La leadership di progetto

Innovazione significa anche acquisire una mentalità progettuale e comprendere le caratteristiche ed il ruolo del Project Manager

Quando un’azienda affianca al tradizionale lavoro per compiti quello per progetti deve parallelamente accostare alla cultura “di ruolo” quella “del risultato”. Questo processo impone un cambiamento ai modelli mentali del personale aziendale, e consente il passaggio da un contesto ripetitivo, prevedibile e definito a un ambito lavorativo costituito da innovazione, imprevedibilità e incertezza di confini.

Con tale approccio culturale, è possibile creare un gruppo di persone che lavora per obiettivi condivisi, un team di progetto che affronta sequenze operative incerte, e scadenze spesso critiche, attraverso il gioco di squadra.

Le risorse che compongono i gruppi di progetto sono spesso legate a specifiche funzioni aziendali, nelle quali compiono attività ordinarie sotto la supervisione dei capi funzione. Nel momento in cui concorrono al lavoro su attività progettuali, esse partecipano anche alla vita di un team.

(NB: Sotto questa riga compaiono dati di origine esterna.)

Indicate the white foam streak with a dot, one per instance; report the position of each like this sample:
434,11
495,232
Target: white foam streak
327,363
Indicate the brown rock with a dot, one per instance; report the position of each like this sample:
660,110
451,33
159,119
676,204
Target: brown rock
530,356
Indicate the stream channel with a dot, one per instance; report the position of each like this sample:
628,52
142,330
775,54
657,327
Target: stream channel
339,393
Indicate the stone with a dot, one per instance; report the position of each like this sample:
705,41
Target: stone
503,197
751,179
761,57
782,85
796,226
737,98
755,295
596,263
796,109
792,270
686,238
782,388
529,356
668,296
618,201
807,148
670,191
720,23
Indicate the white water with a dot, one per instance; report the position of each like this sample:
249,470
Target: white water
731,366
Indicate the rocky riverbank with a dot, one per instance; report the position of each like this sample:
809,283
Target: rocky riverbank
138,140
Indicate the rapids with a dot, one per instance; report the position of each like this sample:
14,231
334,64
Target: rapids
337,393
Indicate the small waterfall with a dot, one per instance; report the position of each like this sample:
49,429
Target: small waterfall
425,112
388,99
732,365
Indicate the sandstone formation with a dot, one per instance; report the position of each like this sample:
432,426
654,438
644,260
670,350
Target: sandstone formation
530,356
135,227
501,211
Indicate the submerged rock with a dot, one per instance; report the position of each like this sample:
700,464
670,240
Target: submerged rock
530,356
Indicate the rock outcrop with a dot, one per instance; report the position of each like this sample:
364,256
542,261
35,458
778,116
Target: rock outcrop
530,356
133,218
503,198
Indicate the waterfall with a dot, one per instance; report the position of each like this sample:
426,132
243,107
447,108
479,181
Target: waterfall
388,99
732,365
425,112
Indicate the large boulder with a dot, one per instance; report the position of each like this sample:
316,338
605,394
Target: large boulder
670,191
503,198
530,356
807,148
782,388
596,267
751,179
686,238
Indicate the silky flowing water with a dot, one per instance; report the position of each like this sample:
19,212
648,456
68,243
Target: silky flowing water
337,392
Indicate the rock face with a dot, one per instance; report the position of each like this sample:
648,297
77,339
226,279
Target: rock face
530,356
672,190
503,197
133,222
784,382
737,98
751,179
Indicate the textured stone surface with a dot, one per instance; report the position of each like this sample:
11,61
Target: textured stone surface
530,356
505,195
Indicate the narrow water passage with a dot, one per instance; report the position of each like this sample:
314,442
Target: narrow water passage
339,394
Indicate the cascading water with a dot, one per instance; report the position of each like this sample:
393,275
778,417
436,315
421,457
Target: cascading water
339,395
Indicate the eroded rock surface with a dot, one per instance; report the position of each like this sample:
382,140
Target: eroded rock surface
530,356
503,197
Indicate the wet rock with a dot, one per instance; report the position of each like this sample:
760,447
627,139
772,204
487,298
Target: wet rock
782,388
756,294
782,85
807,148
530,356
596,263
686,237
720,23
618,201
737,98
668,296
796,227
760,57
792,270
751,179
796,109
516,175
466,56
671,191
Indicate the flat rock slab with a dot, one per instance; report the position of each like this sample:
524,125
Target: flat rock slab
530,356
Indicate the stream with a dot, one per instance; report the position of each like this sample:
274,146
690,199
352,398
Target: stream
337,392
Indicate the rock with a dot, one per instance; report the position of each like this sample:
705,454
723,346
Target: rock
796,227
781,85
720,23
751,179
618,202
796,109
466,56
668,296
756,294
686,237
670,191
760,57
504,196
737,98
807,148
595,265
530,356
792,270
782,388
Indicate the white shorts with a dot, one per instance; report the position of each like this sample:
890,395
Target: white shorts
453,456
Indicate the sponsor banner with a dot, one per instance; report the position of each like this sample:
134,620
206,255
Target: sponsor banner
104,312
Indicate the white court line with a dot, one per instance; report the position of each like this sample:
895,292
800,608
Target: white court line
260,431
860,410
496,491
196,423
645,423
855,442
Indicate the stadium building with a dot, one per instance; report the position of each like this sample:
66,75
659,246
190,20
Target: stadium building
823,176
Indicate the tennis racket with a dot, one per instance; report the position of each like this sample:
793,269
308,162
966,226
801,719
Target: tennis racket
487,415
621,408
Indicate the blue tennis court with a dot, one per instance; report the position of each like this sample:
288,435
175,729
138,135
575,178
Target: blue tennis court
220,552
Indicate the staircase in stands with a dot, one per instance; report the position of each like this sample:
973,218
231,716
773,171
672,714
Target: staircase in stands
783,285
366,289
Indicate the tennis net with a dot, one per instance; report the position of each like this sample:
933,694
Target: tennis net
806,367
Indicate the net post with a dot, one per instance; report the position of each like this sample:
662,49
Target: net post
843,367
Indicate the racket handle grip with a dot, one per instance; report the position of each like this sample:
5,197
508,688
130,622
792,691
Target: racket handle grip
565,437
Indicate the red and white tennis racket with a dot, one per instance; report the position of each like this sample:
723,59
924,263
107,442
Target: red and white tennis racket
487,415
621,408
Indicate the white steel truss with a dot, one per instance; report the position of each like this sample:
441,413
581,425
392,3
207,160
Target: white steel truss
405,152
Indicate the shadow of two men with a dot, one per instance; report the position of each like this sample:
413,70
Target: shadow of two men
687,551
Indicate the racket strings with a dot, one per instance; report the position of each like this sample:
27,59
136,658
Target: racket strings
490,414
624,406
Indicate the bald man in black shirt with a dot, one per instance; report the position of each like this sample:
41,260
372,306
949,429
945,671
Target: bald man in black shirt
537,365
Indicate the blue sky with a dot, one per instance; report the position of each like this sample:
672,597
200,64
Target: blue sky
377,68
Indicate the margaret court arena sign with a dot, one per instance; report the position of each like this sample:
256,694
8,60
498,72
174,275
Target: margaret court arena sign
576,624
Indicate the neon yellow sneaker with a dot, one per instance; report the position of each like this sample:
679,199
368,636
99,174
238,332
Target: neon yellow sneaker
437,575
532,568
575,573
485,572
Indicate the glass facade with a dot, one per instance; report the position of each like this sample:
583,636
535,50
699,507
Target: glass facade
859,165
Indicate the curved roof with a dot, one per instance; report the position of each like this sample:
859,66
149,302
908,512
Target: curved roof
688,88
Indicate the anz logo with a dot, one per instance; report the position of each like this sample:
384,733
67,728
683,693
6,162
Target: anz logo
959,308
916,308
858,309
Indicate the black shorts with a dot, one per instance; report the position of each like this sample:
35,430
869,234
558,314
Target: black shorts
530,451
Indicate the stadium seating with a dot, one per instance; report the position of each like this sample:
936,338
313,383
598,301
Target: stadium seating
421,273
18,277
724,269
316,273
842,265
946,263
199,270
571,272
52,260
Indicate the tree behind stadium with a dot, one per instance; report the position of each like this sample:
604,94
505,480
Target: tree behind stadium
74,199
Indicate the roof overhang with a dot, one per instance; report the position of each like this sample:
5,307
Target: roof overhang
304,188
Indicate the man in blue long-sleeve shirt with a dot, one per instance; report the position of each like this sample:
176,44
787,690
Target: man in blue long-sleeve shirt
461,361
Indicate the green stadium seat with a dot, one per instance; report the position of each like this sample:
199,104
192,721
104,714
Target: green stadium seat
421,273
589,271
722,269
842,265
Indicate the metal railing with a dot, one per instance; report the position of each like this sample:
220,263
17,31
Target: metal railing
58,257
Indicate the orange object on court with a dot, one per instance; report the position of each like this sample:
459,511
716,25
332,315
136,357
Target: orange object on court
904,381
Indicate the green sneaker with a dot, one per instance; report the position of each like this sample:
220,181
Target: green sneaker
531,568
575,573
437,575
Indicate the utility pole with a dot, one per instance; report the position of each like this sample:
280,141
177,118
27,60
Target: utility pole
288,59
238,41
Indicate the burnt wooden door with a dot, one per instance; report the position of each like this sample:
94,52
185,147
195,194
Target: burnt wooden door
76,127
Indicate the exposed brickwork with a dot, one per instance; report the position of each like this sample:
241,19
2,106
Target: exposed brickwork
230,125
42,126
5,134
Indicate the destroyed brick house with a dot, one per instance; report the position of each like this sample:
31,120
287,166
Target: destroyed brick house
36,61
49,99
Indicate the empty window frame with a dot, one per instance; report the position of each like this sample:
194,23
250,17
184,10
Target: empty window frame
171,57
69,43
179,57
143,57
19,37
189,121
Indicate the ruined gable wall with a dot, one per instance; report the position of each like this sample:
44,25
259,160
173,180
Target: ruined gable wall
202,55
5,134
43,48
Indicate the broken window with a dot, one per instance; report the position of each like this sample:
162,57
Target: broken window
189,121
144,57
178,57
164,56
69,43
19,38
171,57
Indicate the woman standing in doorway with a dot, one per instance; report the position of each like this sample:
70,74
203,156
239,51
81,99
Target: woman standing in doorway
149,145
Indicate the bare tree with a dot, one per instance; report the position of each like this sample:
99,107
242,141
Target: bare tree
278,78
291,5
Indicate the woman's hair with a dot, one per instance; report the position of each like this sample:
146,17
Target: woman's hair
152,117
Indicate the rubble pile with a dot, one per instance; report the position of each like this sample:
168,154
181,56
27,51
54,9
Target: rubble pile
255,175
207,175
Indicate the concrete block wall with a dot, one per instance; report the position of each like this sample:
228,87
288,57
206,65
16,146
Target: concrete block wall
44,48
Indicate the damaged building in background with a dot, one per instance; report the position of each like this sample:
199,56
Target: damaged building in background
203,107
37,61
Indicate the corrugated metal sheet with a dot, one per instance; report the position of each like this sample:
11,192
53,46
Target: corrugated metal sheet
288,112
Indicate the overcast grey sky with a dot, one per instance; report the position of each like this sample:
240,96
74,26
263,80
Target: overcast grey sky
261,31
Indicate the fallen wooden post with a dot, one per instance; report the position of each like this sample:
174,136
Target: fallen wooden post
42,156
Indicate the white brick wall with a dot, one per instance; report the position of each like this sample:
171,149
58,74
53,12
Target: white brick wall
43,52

Così, le norme comportamentali standard, comuni a tutta l’azienda, si uniscono alle regole specifiche del gruppo. Tra queste, c’è la necessità di accettare la guida di una figura straordinaria, il Project Manager, che si assume generalmente le seguenti responsabilità:

  • creare e gestire il team di progetto;
  • gestire le relazioni fra il team di progetto e l’esterno;
  • filtrare gli scambi informativi fra le entità esterne al team;
  • mediare nei rapporti fra le funzioni aziendali e il team;
  • promuovere il cambiamento.

Come si può intuire, il potere del Project Manager è per natura diverso da quello del responsabile di funzione. Da un lato per la posizione trasversale che egli occupa all’interno dell’azienda, dall’altro per la gestione di un gruppo dinamico che deve affrontare, in modo coeso, obiettivi temporanei e innovativi.

A parte il potere del Project Management legittimato dall’organizzazione – che deve consentirgli di pianificare, organizzare, controllare – c’è da considerare un potere legato alle dinamiche relazionali interne al team. Il Project Manager, infatti, deve acquisire un’autorevolezza sulle persone che non può ricevere da alcuna nomina dirigenziale. Egli, in sostanza, deve conquistare una leadership che gli permetta di:

  • comunicare una visione;
  • stimolare entusiasmo e creatività;
  • incoraggiare lo spirito di squadra;
  • gestire i conflitti;
  • responsabilizzare i membri del gruppo sul valore del loro contributo.

Ciò che conduce alla leadership non sono necessariamente le competenze tecniche. In realtà, il Project Manager deve presentare un’ampia gamma di competenze. Oltre alle conoscenze sulla materia del progetto, dovrà manifestare competenze gestionali, di negoziazione e organizzazione.

Non è possibile, dunque, pensare al capo progetto unicamente come a un tecnico-professionista. Egli è un manager dinamico con le proprietà di un coach, qualità che gli consentono di organizzare, nel gruppo di lavoro, le competenze tecniche necessarie.

Per questi motivi, il Project Manager deve possedere anche una certa sensibilità nelle dinamiche relazionali e comunicative. Un progetto, in definitiva, è anche gestione di risorse umane e l’abilità nel gestire e motivare il team è un elemento fondamentale per portare un progetto al successo.